# How good is my ford probe?



## amdfanboy (Mar 12, 2008)

I got stuck in the grass at my house. It is a little muddy, but I am sure my parents vw jetta would do fine. 

I think my front tires need replaced cause its front wheel drive, and its not getting enough tracktion to go up a little hill.

I just bought it, and already have about 20+ hours put into it. Not to mention working full time, and hanging out with friends, and I just got the car monday last week.


----------



## Snoopdogie187 (Jun 27, 2002)

Well I'm not really sure what you are asking, but I have never seen bad tires cause a car not to go up a hill. (I have been in/driven cars with tires that are almost flat).


----------



## amdfanboy (Mar 12, 2008)

Not sure what I meant, but I think I meant the car weighs more then a VW so it got stuck really easy in the grass. 

I wish my parents had a bigger driveway.


----------



## vnestohr (Feb 27, 2009)

amdfanboy said:


> I got stuck in the grass at my house.

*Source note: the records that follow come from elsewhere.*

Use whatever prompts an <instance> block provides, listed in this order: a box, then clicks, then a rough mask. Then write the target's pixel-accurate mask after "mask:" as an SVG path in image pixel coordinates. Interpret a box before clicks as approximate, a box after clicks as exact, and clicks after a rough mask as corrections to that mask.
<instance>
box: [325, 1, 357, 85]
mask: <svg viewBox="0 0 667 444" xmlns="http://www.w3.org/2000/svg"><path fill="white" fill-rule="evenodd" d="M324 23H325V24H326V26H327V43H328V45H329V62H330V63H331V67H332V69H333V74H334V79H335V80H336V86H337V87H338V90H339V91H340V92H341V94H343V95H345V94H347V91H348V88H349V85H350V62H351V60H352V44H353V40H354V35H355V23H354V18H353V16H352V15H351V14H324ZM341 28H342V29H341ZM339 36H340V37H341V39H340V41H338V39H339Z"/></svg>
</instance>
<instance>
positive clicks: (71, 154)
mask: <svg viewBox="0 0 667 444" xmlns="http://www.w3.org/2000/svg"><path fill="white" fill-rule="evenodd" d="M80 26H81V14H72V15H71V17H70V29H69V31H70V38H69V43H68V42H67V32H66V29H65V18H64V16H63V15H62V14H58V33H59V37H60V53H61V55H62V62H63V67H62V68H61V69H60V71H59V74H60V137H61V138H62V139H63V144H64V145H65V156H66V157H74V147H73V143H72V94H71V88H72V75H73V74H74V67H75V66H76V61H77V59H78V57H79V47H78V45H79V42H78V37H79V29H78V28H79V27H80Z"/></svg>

It is a little muddy, but I am sure my parents vw jetta would do fine.
> 
> I think my front tires need replaced cause its front wheel drive, and its not getting enough tracktion to go up a little hill.
> 
> I just bought it, and already have about 20+ hours put into it. Not to mention working full time, and hanging out with friends, and I just got the car monday last week.



If you can, try backing up the hill.


----------